Doppia seduta nella giornata odierna per la Lazio e Immobile non si è mai visto in campo, né la mattina, né il pomeriggio. Impensabile per lui anche la sola convocazione.
Il tridente d’attacco dunque è assolutamente scontato, con Pedro e Zaccagni ai lati di Felipe Anderson.

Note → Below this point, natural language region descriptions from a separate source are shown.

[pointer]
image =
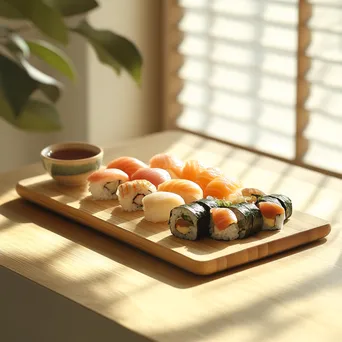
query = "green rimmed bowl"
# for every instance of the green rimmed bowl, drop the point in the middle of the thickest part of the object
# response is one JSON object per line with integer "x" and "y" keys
{"x": 71, "y": 172}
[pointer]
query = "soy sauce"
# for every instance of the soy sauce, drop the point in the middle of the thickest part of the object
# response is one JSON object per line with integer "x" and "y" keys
{"x": 71, "y": 154}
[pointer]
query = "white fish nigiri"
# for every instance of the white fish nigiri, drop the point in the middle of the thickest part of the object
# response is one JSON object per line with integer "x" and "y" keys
{"x": 103, "y": 184}
{"x": 132, "y": 193}
{"x": 157, "y": 206}
{"x": 154, "y": 175}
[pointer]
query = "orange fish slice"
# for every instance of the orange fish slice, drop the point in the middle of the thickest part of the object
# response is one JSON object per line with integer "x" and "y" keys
{"x": 188, "y": 190}
{"x": 207, "y": 175}
{"x": 127, "y": 164}
{"x": 169, "y": 163}
{"x": 191, "y": 170}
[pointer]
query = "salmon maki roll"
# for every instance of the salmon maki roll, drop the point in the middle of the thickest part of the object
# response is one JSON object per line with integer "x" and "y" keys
{"x": 103, "y": 184}
{"x": 189, "y": 190}
{"x": 222, "y": 188}
{"x": 192, "y": 169}
{"x": 128, "y": 165}
{"x": 205, "y": 176}
{"x": 132, "y": 193}
{"x": 223, "y": 224}
{"x": 154, "y": 175}
{"x": 273, "y": 215}
{"x": 172, "y": 165}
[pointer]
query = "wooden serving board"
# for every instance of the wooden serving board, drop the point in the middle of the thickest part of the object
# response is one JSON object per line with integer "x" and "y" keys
{"x": 201, "y": 257}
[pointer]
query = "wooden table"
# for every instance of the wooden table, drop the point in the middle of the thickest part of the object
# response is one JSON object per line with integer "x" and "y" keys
{"x": 293, "y": 296}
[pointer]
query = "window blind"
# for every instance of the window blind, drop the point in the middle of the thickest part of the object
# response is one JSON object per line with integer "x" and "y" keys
{"x": 238, "y": 66}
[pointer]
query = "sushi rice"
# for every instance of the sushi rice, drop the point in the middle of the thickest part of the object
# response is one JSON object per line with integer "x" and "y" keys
{"x": 131, "y": 194}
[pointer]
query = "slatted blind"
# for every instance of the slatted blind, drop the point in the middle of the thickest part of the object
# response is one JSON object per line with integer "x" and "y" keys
{"x": 234, "y": 74}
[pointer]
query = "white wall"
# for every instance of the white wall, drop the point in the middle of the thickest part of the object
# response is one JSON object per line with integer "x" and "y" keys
{"x": 102, "y": 107}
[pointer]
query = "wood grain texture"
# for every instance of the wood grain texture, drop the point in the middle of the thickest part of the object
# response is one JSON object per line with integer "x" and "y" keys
{"x": 295, "y": 295}
{"x": 203, "y": 257}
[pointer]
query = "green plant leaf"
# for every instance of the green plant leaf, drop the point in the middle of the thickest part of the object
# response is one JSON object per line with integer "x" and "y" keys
{"x": 16, "y": 85}
{"x": 52, "y": 56}
{"x": 72, "y": 7}
{"x": 8, "y": 11}
{"x": 46, "y": 18}
{"x": 47, "y": 84}
{"x": 37, "y": 116}
{"x": 17, "y": 45}
{"x": 112, "y": 49}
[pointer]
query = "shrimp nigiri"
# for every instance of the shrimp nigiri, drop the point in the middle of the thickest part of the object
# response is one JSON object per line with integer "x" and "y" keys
{"x": 169, "y": 163}
{"x": 223, "y": 224}
{"x": 221, "y": 188}
{"x": 191, "y": 170}
{"x": 155, "y": 175}
{"x": 189, "y": 190}
{"x": 103, "y": 184}
{"x": 207, "y": 175}
{"x": 127, "y": 164}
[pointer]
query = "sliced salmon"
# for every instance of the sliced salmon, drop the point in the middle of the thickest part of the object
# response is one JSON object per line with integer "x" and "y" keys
{"x": 188, "y": 190}
{"x": 222, "y": 188}
{"x": 108, "y": 175}
{"x": 127, "y": 164}
{"x": 192, "y": 169}
{"x": 207, "y": 175}
{"x": 169, "y": 163}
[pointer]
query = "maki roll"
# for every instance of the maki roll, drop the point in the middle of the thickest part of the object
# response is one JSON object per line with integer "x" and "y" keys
{"x": 157, "y": 206}
{"x": 131, "y": 194}
{"x": 285, "y": 202}
{"x": 273, "y": 215}
{"x": 223, "y": 224}
{"x": 190, "y": 222}
{"x": 103, "y": 184}
{"x": 249, "y": 219}
{"x": 281, "y": 200}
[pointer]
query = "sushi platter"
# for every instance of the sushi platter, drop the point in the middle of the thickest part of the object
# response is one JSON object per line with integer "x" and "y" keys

In difesa considerando anche le non perfette condizioni di Patric impiegato contro il Feyenoord, appare scontato l’impiego dal primo minuto di Romagnoli al fianco di Casale, con Lazzari a destra e Marusic a sinistra.
A centrocampo c’è il vero dubbio: con Milinkovic squalificato, sono sicuri del posto Vecino e Cataldi (che vestirà per la prima volta la fascia di capitano in un derby), mentre la terza maglia se la giocano Luis Alberto e Basic. Stamani c’era lo spagnolo con gli altri due, nel pomeriggio il croato. Nella decisione entreranno anche valutazioni tecniche e tattiche, non ultima quella di eventuali riserve offensive in panchina. In caso di impiego di Luis Alberto dal primo minuto, ci sarebbero infatti i soli Cancellieri e Romero come alternative nel caso in cui si volesse aumentare il peso in avanti.
Al termine dell’allenamento, la Lazio è andata in ritiro. Questa volta obbligatorio. I giocatori dormiranno a Formello per ritrovare umore e concentrazione in vista del derby di domenica alle 18.
La probabile formazione:
(4-3-3) Provedel; Lazzari, Casale, Romagnoli, Marusic; Vecino, Cataldi, Luis Alberto; Pedro, Felipe Anderson, Zaccagni.
A disp.: Maximiano, Adamonis, Hysaj, Gila, Patric, Radu, Kamenovic, Basic, Marcos Antonio, Romero, Cancellieri.